Syrian refugees in Turkey left in anguish over their future

A new wave of economic turbulence has put Turkey's 3.7 million Syrian population under enormous strain

Beta V.1.0 - Powered by automated translation

Samira hears the same message from Turkish politicians on the television day and night: Syrian refugees like her must return home. But her home near Damascus is still not safe, she says.

The 44-year-old from Ghouta is one of the hundreds of thousands of refugees in Turkey's Sanliurfa province, which shares a long border with Syria.

Civil war in Samira's homeland is estimated to have killed nearly half a million people and displaced millions since it began with a brutal crackdown of anti-government protests in 2011.
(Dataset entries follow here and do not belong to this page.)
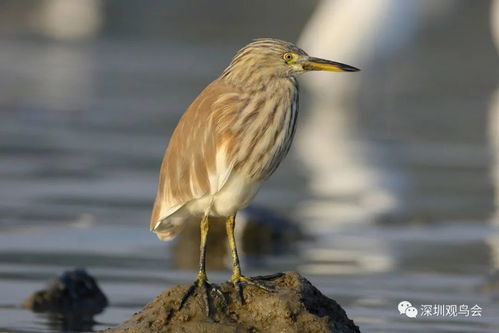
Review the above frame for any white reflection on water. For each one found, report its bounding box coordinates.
[487,0,499,270]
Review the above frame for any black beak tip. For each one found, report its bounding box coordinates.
[341,65,360,72]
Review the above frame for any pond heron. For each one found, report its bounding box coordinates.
[151,38,358,315]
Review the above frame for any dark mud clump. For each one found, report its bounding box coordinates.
[22,269,108,314]
[104,272,360,333]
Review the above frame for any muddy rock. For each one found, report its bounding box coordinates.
[22,269,108,314]
[104,272,360,333]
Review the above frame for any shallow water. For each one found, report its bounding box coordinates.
[0,8,499,333]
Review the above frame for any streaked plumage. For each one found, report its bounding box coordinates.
[151,39,357,315]
[151,40,305,240]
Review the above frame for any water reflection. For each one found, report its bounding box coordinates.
[172,205,304,271]
[486,0,499,276]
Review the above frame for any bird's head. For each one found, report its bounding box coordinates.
[222,38,359,88]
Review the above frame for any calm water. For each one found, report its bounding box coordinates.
[0,16,499,333]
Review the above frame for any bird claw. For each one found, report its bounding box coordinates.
[178,277,227,319]
[230,273,283,304]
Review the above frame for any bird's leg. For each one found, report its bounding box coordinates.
[179,215,225,318]
[225,215,282,304]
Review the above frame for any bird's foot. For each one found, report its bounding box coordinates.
[230,273,284,304]
[178,273,227,319]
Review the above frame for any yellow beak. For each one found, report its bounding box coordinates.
[302,57,360,72]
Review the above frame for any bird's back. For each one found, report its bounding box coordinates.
[151,73,298,240]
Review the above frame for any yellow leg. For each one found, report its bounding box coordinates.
[179,216,225,318]
[196,215,210,282]
[225,215,282,303]
[225,215,241,281]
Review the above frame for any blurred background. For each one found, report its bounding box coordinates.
[0,0,499,333]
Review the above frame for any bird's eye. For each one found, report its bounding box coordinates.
[282,52,294,61]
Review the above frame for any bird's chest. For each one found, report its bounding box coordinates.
[239,93,298,181]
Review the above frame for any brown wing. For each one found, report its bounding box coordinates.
[151,80,244,239]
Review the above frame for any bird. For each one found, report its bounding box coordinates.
[150,38,359,315]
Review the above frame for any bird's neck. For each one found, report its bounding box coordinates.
[220,70,298,94]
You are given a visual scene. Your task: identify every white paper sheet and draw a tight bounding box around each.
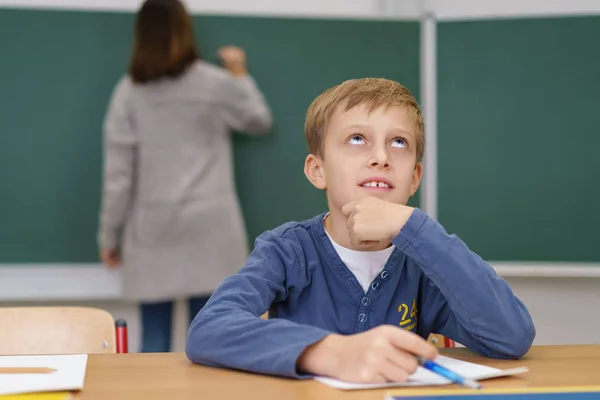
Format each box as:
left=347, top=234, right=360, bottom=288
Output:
left=0, top=354, right=87, bottom=395
left=314, top=356, right=528, bottom=390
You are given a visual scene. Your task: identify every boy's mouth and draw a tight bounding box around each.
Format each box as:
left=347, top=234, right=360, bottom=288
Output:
left=359, top=178, right=394, bottom=190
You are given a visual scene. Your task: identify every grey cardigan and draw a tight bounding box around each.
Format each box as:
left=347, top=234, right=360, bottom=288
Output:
left=98, top=61, right=271, bottom=301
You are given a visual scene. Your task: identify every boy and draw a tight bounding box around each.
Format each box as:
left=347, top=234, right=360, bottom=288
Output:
left=186, top=78, right=535, bottom=383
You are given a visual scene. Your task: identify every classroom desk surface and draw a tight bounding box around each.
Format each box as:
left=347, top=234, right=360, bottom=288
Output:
left=75, top=345, right=600, bottom=400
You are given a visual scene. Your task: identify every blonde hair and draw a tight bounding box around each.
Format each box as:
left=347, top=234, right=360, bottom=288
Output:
left=304, top=78, right=425, bottom=163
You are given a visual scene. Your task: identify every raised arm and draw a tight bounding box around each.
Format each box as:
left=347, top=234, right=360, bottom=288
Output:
left=393, top=209, right=535, bottom=358
left=218, top=46, right=272, bottom=134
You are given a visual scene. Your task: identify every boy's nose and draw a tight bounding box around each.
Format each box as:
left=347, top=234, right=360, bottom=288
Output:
left=369, top=150, right=390, bottom=168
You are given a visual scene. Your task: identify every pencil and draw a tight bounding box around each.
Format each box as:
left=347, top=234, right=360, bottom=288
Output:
left=0, top=367, right=56, bottom=374
left=417, top=357, right=482, bottom=389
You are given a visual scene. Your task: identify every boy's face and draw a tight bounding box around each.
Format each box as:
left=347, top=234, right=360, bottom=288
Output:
left=304, top=105, right=422, bottom=214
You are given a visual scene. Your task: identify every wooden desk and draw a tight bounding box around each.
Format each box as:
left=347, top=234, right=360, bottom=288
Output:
left=75, top=345, right=600, bottom=400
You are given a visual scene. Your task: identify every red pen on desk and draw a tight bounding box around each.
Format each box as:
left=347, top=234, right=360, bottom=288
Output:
left=115, top=319, right=129, bottom=353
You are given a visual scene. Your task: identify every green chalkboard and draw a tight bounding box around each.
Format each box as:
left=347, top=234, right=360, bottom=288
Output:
left=438, top=17, right=600, bottom=262
left=0, top=9, right=419, bottom=263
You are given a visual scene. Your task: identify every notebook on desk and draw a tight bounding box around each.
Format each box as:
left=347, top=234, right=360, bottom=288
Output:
left=0, top=354, right=87, bottom=400
left=384, top=386, right=600, bottom=400
left=315, top=356, right=528, bottom=390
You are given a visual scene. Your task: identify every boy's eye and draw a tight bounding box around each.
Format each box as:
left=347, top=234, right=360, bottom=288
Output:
left=348, top=135, right=365, bottom=144
left=392, top=138, right=407, bottom=148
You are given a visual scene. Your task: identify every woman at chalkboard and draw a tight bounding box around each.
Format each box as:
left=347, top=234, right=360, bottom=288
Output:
left=98, top=0, right=271, bottom=352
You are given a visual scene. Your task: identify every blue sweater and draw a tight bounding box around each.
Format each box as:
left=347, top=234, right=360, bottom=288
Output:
left=186, top=209, right=535, bottom=378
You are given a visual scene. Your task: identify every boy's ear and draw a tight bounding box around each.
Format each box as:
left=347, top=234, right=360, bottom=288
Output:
left=304, top=154, right=327, bottom=190
left=410, top=163, right=423, bottom=197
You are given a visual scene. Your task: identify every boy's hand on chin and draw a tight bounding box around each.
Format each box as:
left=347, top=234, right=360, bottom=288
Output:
left=342, top=197, right=414, bottom=248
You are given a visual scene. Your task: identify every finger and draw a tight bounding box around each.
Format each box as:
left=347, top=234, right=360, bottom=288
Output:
left=379, top=360, right=408, bottom=382
left=342, top=200, right=358, bottom=217
left=390, top=328, right=438, bottom=360
left=386, top=348, right=419, bottom=375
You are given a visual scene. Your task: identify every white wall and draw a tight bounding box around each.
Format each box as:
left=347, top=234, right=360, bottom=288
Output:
left=423, top=0, right=600, bottom=20
left=0, top=0, right=420, bottom=18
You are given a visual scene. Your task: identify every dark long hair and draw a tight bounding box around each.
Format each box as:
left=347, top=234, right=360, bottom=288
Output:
left=129, top=0, right=200, bottom=83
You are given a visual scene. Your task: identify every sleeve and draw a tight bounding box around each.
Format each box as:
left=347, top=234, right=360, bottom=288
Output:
left=393, top=209, right=536, bottom=359
left=98, top=80, right=137, bottom=249
left=219, top=74, right=272, bottom=134
left=185, top=232, right=330, bottom=378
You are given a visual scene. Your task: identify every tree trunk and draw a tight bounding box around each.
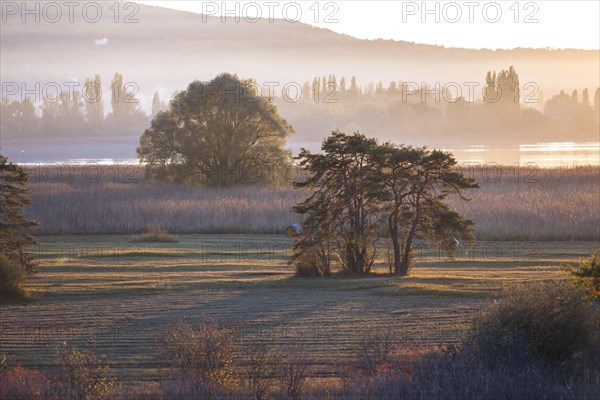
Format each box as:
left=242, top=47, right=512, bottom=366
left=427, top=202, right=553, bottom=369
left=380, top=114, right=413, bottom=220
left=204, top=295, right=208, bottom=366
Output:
left=388, top=212, right=402, bottom=275
left=400, top=208, right=420, bottom=276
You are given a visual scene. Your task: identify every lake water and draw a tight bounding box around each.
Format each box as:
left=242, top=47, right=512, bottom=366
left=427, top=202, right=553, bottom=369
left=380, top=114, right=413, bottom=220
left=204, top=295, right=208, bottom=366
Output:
left=2, top=139, right=600, bottom=167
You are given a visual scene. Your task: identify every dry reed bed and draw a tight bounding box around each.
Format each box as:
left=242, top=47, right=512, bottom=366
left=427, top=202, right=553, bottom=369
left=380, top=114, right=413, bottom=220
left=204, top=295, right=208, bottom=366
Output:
left=28, top=166, right=600, bottom=240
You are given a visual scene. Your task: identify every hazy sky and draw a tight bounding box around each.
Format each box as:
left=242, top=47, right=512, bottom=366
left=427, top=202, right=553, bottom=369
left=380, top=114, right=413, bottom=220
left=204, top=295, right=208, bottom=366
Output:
left=140, top=0, right=600, bottom=49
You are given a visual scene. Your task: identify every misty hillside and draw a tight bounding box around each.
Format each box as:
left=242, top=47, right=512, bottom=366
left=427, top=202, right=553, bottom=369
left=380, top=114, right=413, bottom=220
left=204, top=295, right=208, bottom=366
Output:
left=0, top=3, right=600, bottom=97
left=0, top=2, right=600, bottom=162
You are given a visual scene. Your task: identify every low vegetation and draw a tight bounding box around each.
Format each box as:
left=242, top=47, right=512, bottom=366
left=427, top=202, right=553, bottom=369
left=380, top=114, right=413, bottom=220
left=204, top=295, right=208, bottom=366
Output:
left=0, top=281, right=600, bottom=400
left=26, top=165, right=600, bottom=241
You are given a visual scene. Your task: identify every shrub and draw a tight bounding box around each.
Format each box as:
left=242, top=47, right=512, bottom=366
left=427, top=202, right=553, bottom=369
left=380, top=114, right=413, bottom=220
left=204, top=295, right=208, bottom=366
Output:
left=56, top=343, right=116, bottom=400
left=563, top=250, right=600, bottom=299
left=292, top=235, right=331, bottom=277
left=133, top=227, right=179, bottom=243
left=281, top=351, right=308, bottom=400
left=163, top=320, right=238, bottom=399
left=475, top=281, right=600, bottom=364
left=245, top=338, right=282, bottom=400
left=0, top=366, right=56, bottom=400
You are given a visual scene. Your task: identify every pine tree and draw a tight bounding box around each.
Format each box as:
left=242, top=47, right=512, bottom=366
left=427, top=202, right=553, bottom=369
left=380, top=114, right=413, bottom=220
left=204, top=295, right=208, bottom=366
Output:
left=0, top=155, right=36, bottom=274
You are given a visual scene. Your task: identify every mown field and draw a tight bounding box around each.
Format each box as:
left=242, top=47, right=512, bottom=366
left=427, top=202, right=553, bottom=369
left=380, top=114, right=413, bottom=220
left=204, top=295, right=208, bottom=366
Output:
left=0, top=235, right=600, bottom=388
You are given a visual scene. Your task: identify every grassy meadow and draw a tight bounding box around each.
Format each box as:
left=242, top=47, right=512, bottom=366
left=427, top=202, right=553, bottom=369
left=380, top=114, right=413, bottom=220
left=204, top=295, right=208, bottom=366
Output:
left=23, top=164, right=600, bottom=241
left=0, top=235, right=598, bottom=382
left=0, top=165, right=600, bottom=399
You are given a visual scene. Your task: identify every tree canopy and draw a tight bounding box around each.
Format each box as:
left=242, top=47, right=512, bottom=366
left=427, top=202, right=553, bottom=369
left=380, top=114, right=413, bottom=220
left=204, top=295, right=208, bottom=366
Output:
left=137, top=74, right=293, bottom=186
left=0, top=155, right=36, bottom=299
left=294, top=131, right=478, bottom=275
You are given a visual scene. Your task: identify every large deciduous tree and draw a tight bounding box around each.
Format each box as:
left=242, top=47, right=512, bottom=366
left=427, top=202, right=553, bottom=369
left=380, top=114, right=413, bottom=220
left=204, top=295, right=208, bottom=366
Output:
left=137, top=74, right=293, bottom=186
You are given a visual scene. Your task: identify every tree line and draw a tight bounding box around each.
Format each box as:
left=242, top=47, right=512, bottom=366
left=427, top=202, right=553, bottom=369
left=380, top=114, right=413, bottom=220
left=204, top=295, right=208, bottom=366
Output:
left=0, top=72, right=149, bottom=139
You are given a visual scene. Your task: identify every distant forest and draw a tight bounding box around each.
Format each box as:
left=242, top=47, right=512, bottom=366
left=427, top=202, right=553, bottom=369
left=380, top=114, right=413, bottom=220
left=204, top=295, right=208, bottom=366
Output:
left=0, top=67, right=600, bottom=145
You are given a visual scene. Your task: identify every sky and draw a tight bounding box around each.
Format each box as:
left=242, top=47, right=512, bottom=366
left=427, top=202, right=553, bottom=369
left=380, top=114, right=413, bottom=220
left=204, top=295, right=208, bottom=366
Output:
left=139, top=0, right=600, bottom=50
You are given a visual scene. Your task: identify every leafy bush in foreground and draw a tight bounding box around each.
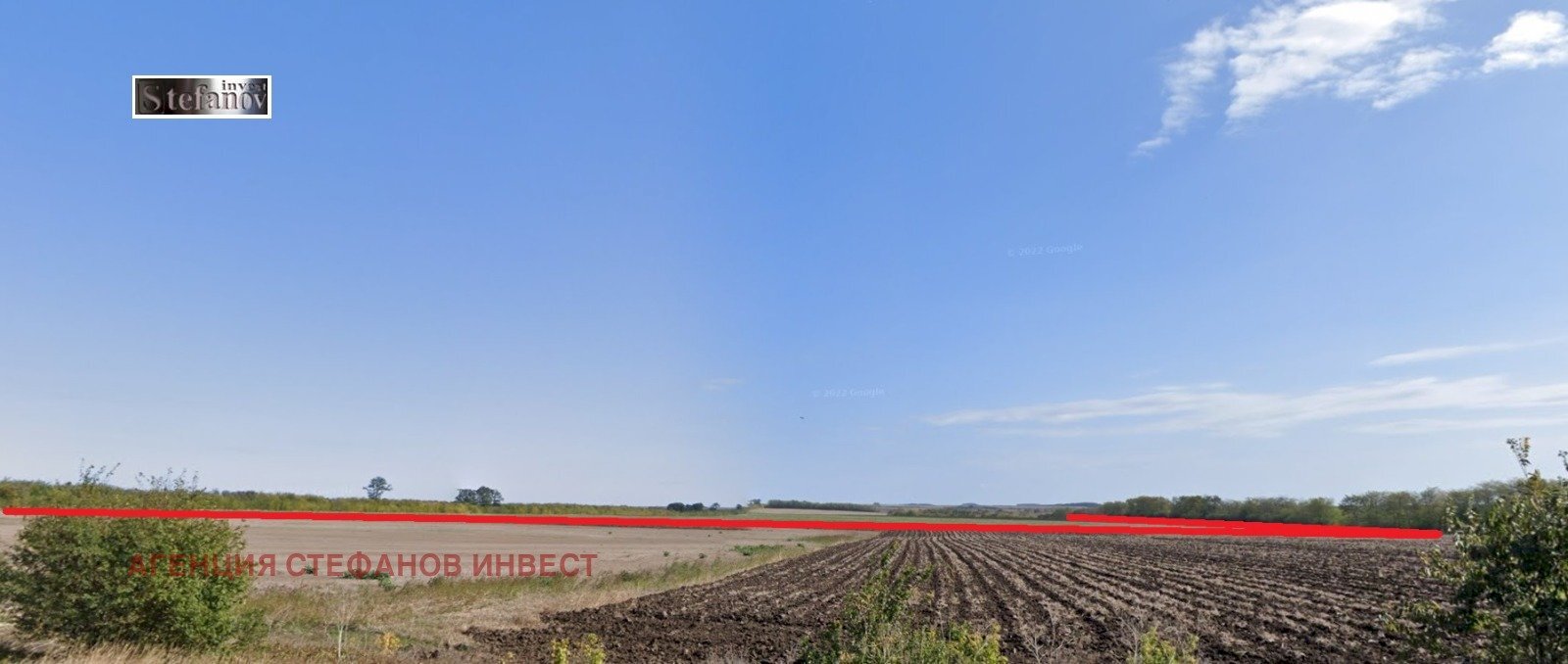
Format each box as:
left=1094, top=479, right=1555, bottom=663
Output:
left=0, top=467, right=259, bottom=650
left=1394, top=439, right=1568, bottom=662
left=803, top=546, right=1006, bottom=664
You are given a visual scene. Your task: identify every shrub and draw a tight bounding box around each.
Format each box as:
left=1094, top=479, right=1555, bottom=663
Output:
left=0, top=467, right=261, bottom=650
left=1393, top=439, right=1568, bottom=662
left=802, top=546, right=1006, bottom=664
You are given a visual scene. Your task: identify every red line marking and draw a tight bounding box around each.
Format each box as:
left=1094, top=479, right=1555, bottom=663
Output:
left=0, top=507, right=1443, bottom=539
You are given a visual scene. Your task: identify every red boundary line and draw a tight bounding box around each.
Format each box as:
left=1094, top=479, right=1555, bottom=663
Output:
left=0, top=507, right=1443, bottom=539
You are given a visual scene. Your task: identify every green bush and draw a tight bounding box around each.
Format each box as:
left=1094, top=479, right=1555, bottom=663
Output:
left=802, top=546, right=1006, bottom=664
left=1393, top=439, right=1568, bottom=662
left=0, top=467, right=261, bottom=650
left=551, top=635, right=607, bottom=664
left=1127, top=627, right=1198, bottom=664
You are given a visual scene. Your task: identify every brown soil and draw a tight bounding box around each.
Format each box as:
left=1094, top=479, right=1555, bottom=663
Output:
left=470, top=533, right=1441, bottom=662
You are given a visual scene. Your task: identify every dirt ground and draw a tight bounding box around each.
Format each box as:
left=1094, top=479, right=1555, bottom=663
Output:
left=0, top=517, right=844, bottom=588
left=472, top=533, right=1441, bottom=662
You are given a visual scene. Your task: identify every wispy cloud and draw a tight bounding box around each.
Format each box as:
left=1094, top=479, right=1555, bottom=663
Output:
left=1139, top=0, right=1568, bottom=154
left=1370, top=337, right=1563, bottom=366
left=703, top=377, right=743, bottom=392
left=927, top=376, right=1568, bottom=437
left=1482, top=11, right=1568, bottom=72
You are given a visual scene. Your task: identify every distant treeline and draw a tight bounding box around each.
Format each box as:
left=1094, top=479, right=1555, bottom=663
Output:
left=768, top=499, right=881, bottom=512
left=888, top=507, right=1068, bottom=521
left=0, top=479, right=680, bottom=517
left=1096, top=483, right=1518, bottom=529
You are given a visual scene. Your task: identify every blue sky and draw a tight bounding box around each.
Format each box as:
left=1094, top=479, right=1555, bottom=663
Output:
left=0, top=0, right=1568, bottom=504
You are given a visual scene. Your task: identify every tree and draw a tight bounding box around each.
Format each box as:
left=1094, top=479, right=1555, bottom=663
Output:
left=366, top=475, right=392, bottom=499
left=1394, top=439, right=1568, bottom=662
left=473, top=487, right=502, bottom=507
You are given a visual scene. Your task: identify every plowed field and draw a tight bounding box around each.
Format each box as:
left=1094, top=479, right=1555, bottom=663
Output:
left=470, top=533, right=1441, bottom=662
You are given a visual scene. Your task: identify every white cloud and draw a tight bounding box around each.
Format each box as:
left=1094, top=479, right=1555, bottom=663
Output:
left=1139, top=0, right=1446, bottom=152
left=927, top=376, right=1568, bottom=437
left=1139, top=22, right=1226, bottom=152
left=703, top=377, right=743, bottom=392
left=1353, top=415, right=1568, bottom=436
left=1370, top=338, right=1562, bottom=366
left=1137, top=0, right=1568, bottom=154
left=1482, top=11, right=1568, bottom=72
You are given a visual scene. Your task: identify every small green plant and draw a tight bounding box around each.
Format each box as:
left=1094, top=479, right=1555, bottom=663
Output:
left=1390, top=439, right=1568, bottom=662
left=1127, top=627, right=1198, bottom=664
left=802, top=546, right=1006, bottom=664
left=339, top=567, right=392, bottom=581
left=551, top=635, right=607, bottom=664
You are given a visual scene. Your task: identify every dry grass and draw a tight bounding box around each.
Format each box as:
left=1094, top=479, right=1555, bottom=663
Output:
left=0, top=534, right=860, bottom=664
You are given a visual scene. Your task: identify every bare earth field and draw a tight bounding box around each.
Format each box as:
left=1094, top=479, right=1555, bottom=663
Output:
left=470, top=533, right=1441, bottom=662
left=0, top=517, right=844, bottom=588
Turkey has fervently opposed Syrian President Bashar Al Assad, backing rebels calling for his removal and opening its doors to refugees.

But a new wave of economic turbulence, which has caused inflation to surge and made the value of the lira drop, has put Turkey's 3.7 million Syrian population under enormous strain.

Samira said she has never felt so much pressure since she fled to Turkey in 2019.

"I don't think about going back, they destroyed our house. The situation is bad over there," she told AFP from her modest ground floor flat in the city of Sanliurfa, which is home to about half a million Syrian refugees ― a quarter of the province's population.

Refugees fear they will be used as a scapegoat for Turkey's problems in the 2023 electoral campaign, as President Recep Tayyip Erdogan faces rising public anger over their presence.

The main opposition, the Republican People's Party (CHP), has promised to send them back to Syria, while the leader of the far-right Victory Party has admitted funding a viral social media video aimed at scaring Turks about a "silent invasion" of migrants.

Earlier this month, Mr Erdogan said Ankara was aiming to encourage a million Syrian refugees to return to "safe zones" on the Turkey-Syria border by building them housing and local infrastructure.

"'Send Syrians back, send Syrians back!' This is what we hear on television from morning to evening," said Samira, sitting on a cushion on the floor. She did not want to use her full name.

"Why don't they like us? We try to build a life here, we try to stand on our own feet. Politicians use us as election campaign material," she said.

Despite pressure from opposition parties, Mr Erdogan has pledged that Turkey will not force Syrian refugees back and "will not throw them into the lap of murderers".

Members of a Syrian refugee family sit outside their home at the Boynuyogun refugee camp in Hatay, Turkey. Getty Images

But his assurances are not allaying their fears.

A few metres from Samira's house, Umm Mohamed, 43, who runs a grocery store selling Syrian bread, fava and olives, cannot understand the turn of the tide in society.

"We are very scared", she said, standing behind the counter, her eyes looking timid beneath a black veil.

"We feel the pressure. As foreigners, we have to be polite all the time."

Umm Mohamed's husband defected from Mr Al Assad's army. "We can't go back," she said. "They would kill us."

Fatima Ibrahim, in her early 30s, married a Syrian refugee after fleeing to Turkey nine years ago. The economic fallout is hitting them just as hard as the Turks, she said.

Her husband lost his job as a blacksmith during the Covid pandemic. Two weeks ago he found a job as a farmer in central Konya province ― 700 kilometres from Sanliurfa.

"Employers pay us less, so locals are annoyed, blaming us for accepting a wage less than theirs," she said, sitting next to her three young sons.

"Sometimes we hear from the locals that we should go back, that we have caused them to lose their jobs," she said.

"Some people tell us, 'Syria is better now, why don't you go back? Everything gets so expensive because of you.' That makes me feel so bad."

But returning to Syria is not a possibility for Ms Ibrahim.

"I will never go back. I will either stay here or flee to Europe. There's no third option," she said.

The Boynuyogun refugee camp, which houses about 8,500 refugees from northern Syria, in Hatay. Getty Images

Ms Ibrahim said she maintains a low profile in public to avoid trouble, keeping contact with locals to a minimum.

"I don't visit my neighbours, and they don't visit my home. We don't mingle," she said.

Haifa, 39, an English teacher from Aleppo, has fluent Turkish after nine years here, and avoids speaking Arabic in public so as not to attract attention.

"I want to keep myself safe," she told AFP, referring to the time when she was exposed to verbal assaults on the street.

"Political issues affect us more than the economy," she said.

Since 2016, the Turkish army has launched military operations in Syria, battling outlawed Kurdish militants and ISIS extremists.

Haifa said: "Some people tell us 'go back to your country, you're having fun while our soldiers are dying there'".

"You think it is easy to leave everything behind you? Your memories, your house, everything. You cannot even visit your mother or father's grave."